10.7 [The Claimant] told me that as the media attention increased his mental health further deteriorated and he told me: ‘I completely lost it’. He said that around one week after the [medication] had been started he was still suffering from symptoms such as described in the previous paragraph but he also told me that by this time he had developed excessive tearfulness, low mood, and suicidal thinking. He stated that these suicidal thoughts were present for about two weeks… He told me ‘I wasn’t functioning’. He also reported that around this time the dose of the [medication] was increased and that his wife took time off work in order to care for him.
10.8 [The Claimant] stated that after the airing of the BBC programme [I was told at the hearing a Panorama programme in 2017] (in regards to the complaints brought against him) ‘I was barely holding it together’.
10.9 He stated that during the weeks following the airing of the BBC programme and the aforementioned media attention his mental state gradually improved. He said: ‘Then the drugs kicked in.
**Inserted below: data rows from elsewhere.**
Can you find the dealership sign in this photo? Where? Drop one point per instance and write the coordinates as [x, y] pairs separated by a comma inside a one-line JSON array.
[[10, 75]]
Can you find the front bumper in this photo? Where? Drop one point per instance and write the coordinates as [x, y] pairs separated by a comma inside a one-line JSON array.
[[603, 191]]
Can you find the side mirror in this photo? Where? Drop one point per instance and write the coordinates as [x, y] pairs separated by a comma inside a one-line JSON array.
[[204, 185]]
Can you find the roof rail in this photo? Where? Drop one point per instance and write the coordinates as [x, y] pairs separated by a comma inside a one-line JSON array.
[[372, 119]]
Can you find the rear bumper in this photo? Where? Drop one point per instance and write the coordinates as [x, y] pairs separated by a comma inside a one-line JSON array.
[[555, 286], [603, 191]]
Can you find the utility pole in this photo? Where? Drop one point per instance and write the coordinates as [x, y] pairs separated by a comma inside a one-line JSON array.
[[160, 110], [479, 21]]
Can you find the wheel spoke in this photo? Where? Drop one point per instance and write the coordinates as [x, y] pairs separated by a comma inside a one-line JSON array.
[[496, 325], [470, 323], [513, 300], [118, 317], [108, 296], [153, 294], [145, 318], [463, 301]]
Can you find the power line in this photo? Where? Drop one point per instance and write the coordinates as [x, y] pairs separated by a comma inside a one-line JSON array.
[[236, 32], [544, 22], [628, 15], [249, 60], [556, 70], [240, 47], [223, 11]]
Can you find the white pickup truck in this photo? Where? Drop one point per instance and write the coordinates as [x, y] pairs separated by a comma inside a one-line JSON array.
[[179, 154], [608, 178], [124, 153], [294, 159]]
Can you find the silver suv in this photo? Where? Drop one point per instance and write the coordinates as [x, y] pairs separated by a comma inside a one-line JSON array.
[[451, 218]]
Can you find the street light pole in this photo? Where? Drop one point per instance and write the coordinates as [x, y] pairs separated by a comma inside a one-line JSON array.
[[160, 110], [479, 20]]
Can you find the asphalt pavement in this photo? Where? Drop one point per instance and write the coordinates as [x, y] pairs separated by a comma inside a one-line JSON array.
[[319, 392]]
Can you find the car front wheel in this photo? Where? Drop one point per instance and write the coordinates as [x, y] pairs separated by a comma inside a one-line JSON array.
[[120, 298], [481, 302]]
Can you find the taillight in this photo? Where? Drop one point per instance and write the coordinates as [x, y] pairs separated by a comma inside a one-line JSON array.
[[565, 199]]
Then things died down in terms of the media and that allowed me to recover.’
10.10 [The Claimant] estimated that the period of low mood had lasted around six weeks and he said: ‘Then I got better but even then I would still get waves of adrenaline and my head would be racing away’. He also said that whilst his mood had improved, he continued to experience mood instability. Further, he described the presence of residual poor sleep. [The Claimant] stated that his GP had tried adding [other medication], but that he had not been able to tolerate this and that therefore this was discontinued.
…
10.12 He said that during the past four years his mental health has continued to wax and wane and he told me: ‘I kinda coped, I’ve always been able to compartmentalise things. Every time something happened with the investigation, I had relapses.’ He stated that these relapses were characterised by the presence of a worsening in his anxiety, agitation, and a deterioration in his sleep… He stated that when these ‘relapses’ are at their worst these can be accompanied by feelings of being a burden and fleeting suicidal thoughts.
10.13 As aforementioned, he reported that these symptoms, as set out in the previous paragraph, have fluctuated during the past four years and he told me that this worsened when matters surrounding the current proceedings became more acute. He was of the view that in particular media attention caused his mental state to deteriorate and he explained to me: ‘Every so often the BBC get involved.’ He also told me ‘The main thing is media. The GMC is nothing, having 200 people suing you is nothing’.
10.14 [The Claimant] told me that currently he is no longer being treated with any [medication] and he told me that he had stopped taking [identified medication] during the Covid-19 pandemic. He told me that this was due to his view that his mental state had improved; he told me ‘I was doing remarkably well. I was doing alright (sic) but I couldn’t have functioned as a doctor’.
…
10.16 [The Claimant] stated that more recently there has been an acute deterioration in his mental state (this is set out in detail further in this report) and he told me that he had made arrangements to see his GP later in the day of my meeting with him in order to possibly recommence [his medication]. He stated ‘The episode that we’re dealing with now has brought it back’.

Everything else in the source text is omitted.